In Spagna, il Ministero delle Finanze, due giorni fa, di concerto con il parlamento spagnolo, ha dato avvio alla modifica della “ley contra la fraude fiscal”, nella parte che si riferisce alla dichiarazione di bene all’estero nel modello 720 e 721. A luglio scorso il governo aveva imposto la dichiarazione nel detto modello anche a chi deteneva all’estero bitcoin e altre criptovalute. Il mese scorso una sentenza della Corte di giustizia Europea aveva dichiarato le dure sanzioni imposte dalla norma, in caso di inadempienze, come illegittime, imponendo al parlamento iberico di modificarle.
La dichiarazione delle criptovalute in Spagna
Il Parlamento spagnolo ha approvato un emendamento che semplifica la dichiarazione del modello 720, che obbligava i contribuenti a rivelare quali e quante criptovalute erano detenute al di fuori della Spagna. La norma prevedeva sanzioni pesanti per dati falsi, incompleti o anche solo inesatti. L’emendamento si impegnerebbe a togliere buona parte di queste sanzioni.
Il ministro delle Finanze, María Jesús Montero, ha difeso comunque la ratio della norma, considerando gli asset digitali a tutti gli effetti come beni e quindi da dichiarare nel modello che riguarda i beni posseduti dai contribuenti spagnoli all’estero.
L’emendamento dovrebbe entrare in vigore entro il 31 marzo prossimo, che è anche il termine ultimo imposto dalla Corte di giustizia Europea per la modifica della legge.

Secondo la precedente norma, i contribuenti spagnoli potevano incorrere in sanzioni che arrivavano anche al 150% dei beni posseduti all’estero. Questa sanzione viene cancellata dal nuovo emendamento, mentre le sanzioni, che potevano arrivare anche ad un massimo di 10.000 euro, per dati forniti in maniera incompleta o inesatta vengono ridotte sensibilmente.

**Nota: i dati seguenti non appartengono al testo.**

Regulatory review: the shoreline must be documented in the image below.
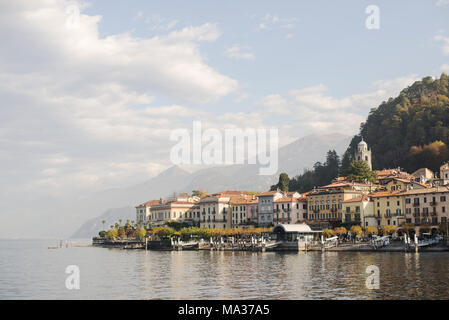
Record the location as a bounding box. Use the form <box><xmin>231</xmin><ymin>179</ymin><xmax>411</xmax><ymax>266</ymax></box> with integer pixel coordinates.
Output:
<box><xmin>92</xmin><ymin>239</ymin><xmax>449</xmax><ymax>253</ymax></box>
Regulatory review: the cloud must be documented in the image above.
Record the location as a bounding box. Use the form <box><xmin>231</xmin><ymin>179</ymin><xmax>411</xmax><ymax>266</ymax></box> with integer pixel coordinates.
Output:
<box><xmin>251</xmin><ymin>13</ymin><xmax>297</xmax><ymax>30</ymax></box>
<box><xmin>259</xmin><ymin>75</ymin><xmax>419</xmax><ymax>137</ymax></box>
<box><xmin>258</xmin><ymin>94</ymin><xmax>292</xmax><ymax>114</ymax></box>
<box><xmin>225</xmin><ymin>44</ymin><xmax>255</xmax><ymax>60</ymax></box>
<box><xmin>434</xmin><ymin>34</ymin><xmax>449</xmax><ymax>55</ymax></box>
<box><xmin>435</xmin><ymin>0</ymin><xmax>449</xmax><ymax>7</ymax></box>
<box><xmin>0</xmin><ymin>0</ymin><xmax>238</xmax><ymax>103</ymax></box>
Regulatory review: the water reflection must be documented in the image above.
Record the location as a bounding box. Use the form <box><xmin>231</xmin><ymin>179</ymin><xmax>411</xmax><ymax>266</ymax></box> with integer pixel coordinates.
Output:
<box><xmin>0</xmin><ymin>241</ymin><xmax>449</xmax><ymax>299</ymax></box>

La dichiarazione del modello 720 spettava a tutti coloro che possedevano beni all’estero per un importo superiore ai 50.000 euro. La norma riferita alle criptovalute era piuttosto controversa sia per l’importo e sia soprattutto per la difficoltà nel considerare l’ubicazione geografica di un asset digitale come una criptovaluta. E queste sono state alcune delle considerazioni che hanno dato origine alla sentenza della Corte di giustizia Europea, che ha considerato il regime sanzionatorio come “estremamente repressivo”.

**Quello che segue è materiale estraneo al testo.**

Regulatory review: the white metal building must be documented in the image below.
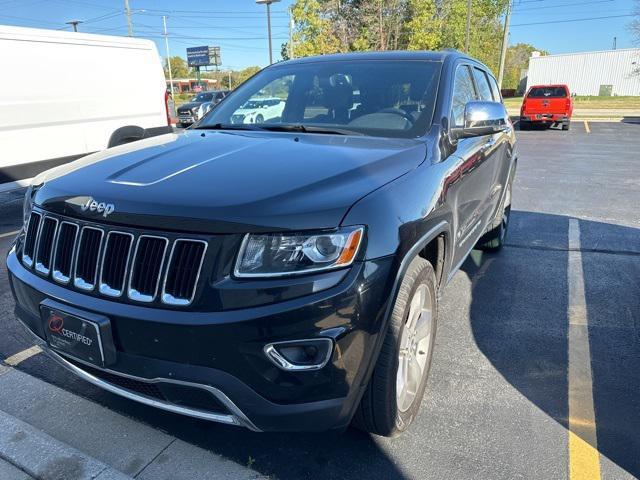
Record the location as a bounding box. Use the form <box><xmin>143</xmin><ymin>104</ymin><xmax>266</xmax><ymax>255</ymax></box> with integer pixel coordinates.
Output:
<box><xmin>527</xmin><ymin>48</ymin><xmax>640</xmax><ymax>95</ymax></box>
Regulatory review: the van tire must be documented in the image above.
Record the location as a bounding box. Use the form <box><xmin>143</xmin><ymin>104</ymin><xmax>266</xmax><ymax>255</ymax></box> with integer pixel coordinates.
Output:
<box><xmin>352</xmin><ymin>257</ymin><xmax>438</xmax><ymax>437</ymax></box>
<box><xmin>107</xmin><ymin>125</ymin><xmax>145</xmax><ymax>148</ymax></box>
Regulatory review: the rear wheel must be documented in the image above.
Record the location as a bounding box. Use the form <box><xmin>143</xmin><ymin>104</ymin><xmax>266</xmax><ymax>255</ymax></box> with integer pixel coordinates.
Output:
<box><xmin>353</xmin><ymin>257</ymin><xmax>438</xmax><ymax>437</ymax></box>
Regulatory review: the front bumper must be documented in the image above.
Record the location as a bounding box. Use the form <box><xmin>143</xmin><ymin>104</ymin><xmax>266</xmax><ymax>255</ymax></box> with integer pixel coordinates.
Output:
<box><xmin>7</xmin><ymin>250</ymin><xmax>394</xmax><ymax>431</ymax></box>
<box><xmin>520</xmin><ymin>113</ymin><xmax>570</xmax><ymax>123</ymax></box>
<box><xmin>178</xmin><ymin>113</ymin><xmax>197</xmax><ymax>125</ymax></box>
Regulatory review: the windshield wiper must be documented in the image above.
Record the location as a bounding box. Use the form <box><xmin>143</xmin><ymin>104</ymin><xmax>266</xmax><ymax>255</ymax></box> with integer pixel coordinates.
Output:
<box><xmin>192</xmin><ymin>123</ymin><xmax>262</xmax><ymax>130</ymax></box>
<box><xmin>258</xmin><ymin>123</ymin><xmax>364</xmax><ymax>135</ymax></box>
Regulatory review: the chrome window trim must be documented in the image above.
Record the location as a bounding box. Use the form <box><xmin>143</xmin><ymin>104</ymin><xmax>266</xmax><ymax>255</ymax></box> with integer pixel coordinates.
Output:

La Spagna contrasta le frodi crypto
La legge entrata in vigore ad ottobre del 2020 e mirava a contrastare le frodi e il riciclaggio era stata successivamente modificata a luglio proprio per inserire la nuova norma in materia fiscale per la detenzione di criptovalute all’estero
🔸Se incorpora la obligación de informar sobre la tenencia y operativa con monedas virtuales, tanto en España como en el extranjero si afecta a contribuyentes españoles.
🔸Se exigirá información sobre saldos y titulares de las monedas en custodia.

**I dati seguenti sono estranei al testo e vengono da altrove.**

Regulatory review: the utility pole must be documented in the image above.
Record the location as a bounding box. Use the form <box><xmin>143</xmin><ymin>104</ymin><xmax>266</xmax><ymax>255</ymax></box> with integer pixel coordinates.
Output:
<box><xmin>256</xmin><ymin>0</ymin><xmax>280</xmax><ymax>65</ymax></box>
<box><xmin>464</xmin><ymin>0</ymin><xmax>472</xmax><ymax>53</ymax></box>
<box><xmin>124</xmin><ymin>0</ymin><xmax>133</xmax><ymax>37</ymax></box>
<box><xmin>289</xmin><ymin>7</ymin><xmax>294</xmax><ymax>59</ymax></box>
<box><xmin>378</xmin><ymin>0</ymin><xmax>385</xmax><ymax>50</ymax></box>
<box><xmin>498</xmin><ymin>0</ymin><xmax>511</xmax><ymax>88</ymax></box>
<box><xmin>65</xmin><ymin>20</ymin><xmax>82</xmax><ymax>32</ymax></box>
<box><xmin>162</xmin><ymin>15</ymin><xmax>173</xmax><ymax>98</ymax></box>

— La Moncloa (@desdelamoncloa) October 13, 2020
D’altra parte proprio in Spagna a Valencia, la Guardia Civil ha arrestato all’inizio dell’anno un 45enne accusato di essere uno dei maggiori truffatori in asset digitali d’Europa, a cui sono stati sequestrati beni per 2,5 milioni di euro.
Sempre a gennaio il governo spagnolo ha stabilito una rigida regolamentazione sulla pubblicità delle criptovalute, che è stata estesa anche agli influencer sui social. Secondo queste nuove regole ogni campagna promozionale legata al mondo delle criptovalute dovrà prima passare al vaglio della CNMV, la corrispondente spagnola della nostra CONSOB.